Um respeitado analista político paraguaio, Euclides Acevedo, considera que o êxito das eleições de 21 de abril estará na quantidade de dinheiro com que conta cada candidato. Só no dia “D” deve ser de uns 1,5 milhões de dólares”. Deste ponto de vista, Horácio Cartes dispõe de maiores recursos mas seu nível cultural e sua mentalidade poderiam ser expressados pela seguinte declaração: “dou um tiro nos ovos se meu filho se declarar um dia homossexual”. No entanto, num país consumido em corrupção os atributos intelectuais não são necessários e não interessam, mas sim a habilidade de fazer dinheiro. Cartes leva a dianteira nisto mas está envolvido em todo tipo de acusações, relacionadas com seu passado que incluem inclusive uma passagem pelo cárcere.

Em 2000 foi confiscada pela Secretaria Nacional Antidrogas (SENAD) um pequeno avião com 20.100 kg de cocaína e 348.850 kg de maconha em fazenda Nueva Esperanza, mas posteriormente as autoridades determinaram que o avião tinha sido apreendido a três metros da fazenda de Horacio Cartes. Em 2010 o Wikileaks divulgou um cable da DEA sobre a operação “Corazón de Piedra” na Triple Fronteira (Brasil, Argentina, Paraguai), chamando Horacio Cartes de “objeto de observação”. Os agentes da DEA “se infiltraram na empresa de lavagem de dinheiro de Cartes, uma organização que lava grandes quantidades de moeda ianque gerada pela venda de narcóticos na triple fronteira”. em 2012 a justiça paraguaia recebeu uma demada da empresa brasileira “Souza Cruz” acusando a empresa de Cartes, “Tabesa” de inundar o Brasil com cigarros ilegais. Existe uma lista interminável de acusações, mas o homem mais “popular” do Paraguai as considera “disparates”.

O segundo preferido nas pesquisas, é o candidato liberal Efraín Aguirre, que foi ministro de Obras Públicas e Comunicações de 2008 a 2011 durante o governo de Fernando Lugo, mas foi destituído pelo presidente e acusado de um desfalque de 30 milhões de dólares. Igual a Cartes, o candidato Aguirre, que se apresenta com a consigna “Aliança Paraguai Alegre”, não tem programa político e a única coisa que faz é prometer 5.000 postos de trabalho no campo. É acusado pelos colorados de estar envolvido na venda do país ao estrangeiro e receber doações das transnacionais e da Argentina e o Uruguai. Estas acusações aumentaram depois de seu recente encontro relâmpago com o presidente do Uruguai, José Mujica onde aparentemente discutiram sobre a venda de um dos aeroportos paraguaios.

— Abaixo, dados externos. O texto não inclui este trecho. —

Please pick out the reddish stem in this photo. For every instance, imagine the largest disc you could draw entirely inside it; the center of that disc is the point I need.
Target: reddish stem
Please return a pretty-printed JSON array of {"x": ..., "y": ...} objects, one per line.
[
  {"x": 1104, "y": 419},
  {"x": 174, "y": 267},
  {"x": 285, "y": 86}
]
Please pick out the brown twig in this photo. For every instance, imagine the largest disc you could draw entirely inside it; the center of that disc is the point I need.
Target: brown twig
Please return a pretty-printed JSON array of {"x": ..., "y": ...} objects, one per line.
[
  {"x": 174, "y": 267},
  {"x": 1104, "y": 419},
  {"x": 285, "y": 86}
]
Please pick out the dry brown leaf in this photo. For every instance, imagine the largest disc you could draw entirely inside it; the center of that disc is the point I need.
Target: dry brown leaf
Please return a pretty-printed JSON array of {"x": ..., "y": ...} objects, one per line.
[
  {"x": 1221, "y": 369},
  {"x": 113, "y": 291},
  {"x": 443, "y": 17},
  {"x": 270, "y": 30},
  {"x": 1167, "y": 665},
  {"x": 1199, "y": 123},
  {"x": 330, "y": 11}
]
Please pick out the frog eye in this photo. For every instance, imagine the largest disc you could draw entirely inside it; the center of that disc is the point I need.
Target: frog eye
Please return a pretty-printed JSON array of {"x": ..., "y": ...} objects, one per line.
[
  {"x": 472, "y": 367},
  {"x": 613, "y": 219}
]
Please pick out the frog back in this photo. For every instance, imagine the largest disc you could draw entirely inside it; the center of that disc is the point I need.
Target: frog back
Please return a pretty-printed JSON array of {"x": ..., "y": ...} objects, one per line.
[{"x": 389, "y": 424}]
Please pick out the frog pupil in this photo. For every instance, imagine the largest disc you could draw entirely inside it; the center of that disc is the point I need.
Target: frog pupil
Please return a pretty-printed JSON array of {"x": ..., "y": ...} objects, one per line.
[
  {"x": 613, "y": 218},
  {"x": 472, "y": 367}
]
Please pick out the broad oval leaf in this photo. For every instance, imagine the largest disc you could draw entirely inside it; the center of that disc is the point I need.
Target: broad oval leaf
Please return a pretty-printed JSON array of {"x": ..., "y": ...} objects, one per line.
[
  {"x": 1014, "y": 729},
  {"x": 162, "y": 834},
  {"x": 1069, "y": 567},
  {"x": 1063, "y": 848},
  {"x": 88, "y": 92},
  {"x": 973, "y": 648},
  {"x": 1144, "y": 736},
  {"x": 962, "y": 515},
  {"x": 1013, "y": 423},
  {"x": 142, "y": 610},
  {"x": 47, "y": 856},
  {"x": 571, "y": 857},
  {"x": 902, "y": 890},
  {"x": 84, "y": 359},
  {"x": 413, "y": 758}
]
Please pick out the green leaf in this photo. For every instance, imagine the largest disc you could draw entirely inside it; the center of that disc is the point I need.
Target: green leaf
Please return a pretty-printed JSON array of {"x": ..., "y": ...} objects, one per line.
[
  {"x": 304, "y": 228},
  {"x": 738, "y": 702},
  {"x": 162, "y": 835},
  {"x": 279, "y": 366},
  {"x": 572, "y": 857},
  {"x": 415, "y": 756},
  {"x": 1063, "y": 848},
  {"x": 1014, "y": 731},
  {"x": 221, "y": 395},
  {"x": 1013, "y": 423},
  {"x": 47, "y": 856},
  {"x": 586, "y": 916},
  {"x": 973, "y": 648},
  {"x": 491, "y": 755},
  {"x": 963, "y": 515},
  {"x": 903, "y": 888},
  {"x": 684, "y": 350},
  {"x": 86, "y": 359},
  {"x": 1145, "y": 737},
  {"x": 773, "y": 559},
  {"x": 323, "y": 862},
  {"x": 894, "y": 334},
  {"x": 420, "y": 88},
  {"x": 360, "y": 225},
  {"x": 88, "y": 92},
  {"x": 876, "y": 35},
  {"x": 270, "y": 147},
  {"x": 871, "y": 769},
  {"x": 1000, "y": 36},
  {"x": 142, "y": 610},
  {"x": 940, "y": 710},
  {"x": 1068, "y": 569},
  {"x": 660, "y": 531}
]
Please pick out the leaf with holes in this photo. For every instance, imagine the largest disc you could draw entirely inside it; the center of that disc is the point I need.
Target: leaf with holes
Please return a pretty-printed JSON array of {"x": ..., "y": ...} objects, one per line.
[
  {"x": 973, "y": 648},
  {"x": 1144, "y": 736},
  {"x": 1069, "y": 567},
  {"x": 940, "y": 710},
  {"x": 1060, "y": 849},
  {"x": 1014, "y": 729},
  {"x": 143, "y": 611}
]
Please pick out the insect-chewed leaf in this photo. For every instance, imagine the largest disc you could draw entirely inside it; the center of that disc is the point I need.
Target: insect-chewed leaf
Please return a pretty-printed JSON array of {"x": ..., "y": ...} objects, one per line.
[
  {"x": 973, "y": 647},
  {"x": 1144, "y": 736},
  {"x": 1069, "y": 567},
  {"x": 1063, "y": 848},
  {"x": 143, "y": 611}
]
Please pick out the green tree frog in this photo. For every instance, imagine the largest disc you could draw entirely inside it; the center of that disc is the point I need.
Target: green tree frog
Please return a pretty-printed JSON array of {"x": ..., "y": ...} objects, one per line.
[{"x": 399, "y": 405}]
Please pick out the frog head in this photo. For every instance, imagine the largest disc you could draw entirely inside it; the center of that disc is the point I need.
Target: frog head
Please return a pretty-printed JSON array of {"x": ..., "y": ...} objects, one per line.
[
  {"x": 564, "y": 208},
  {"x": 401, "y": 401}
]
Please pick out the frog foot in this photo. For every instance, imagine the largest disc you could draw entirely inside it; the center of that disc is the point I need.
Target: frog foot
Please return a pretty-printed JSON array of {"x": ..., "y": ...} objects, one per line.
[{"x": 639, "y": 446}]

Na realidade, os liberais apostam ser fortes no congresso e ter apoio das transnacionais para continuar com sua política de saque do pais. Uno entanto, carecem dos recursos financeiros que tem Horacio Cartes para comprar qualquer coisa como pode fez para entrar no Partido de Ação Nacional Republicana -Partido Colorado comprando, de acordo com o líder sindicalista Bernardo Rojas, aos 500 convencionais necessários para mudar o estatuto, já que o vigente não lhe permitia ser candidato por não ter suficientes anos de militância no partido”.

Disse uma vez o famoso escritor paraguaio, Augusto Roa Bastos que “Em todos os povos existe um homem excepcional que compensa as diferenças do resto. Em momentos em que a humanidade se encontra coletivamente em decadência, sempre restam estes seres excepcionais como pontos de referência”. Se isto é real, a única coisa que resta perguntar: E no Paraguai onde estão estes seres excepcionais? Por que não aparecem?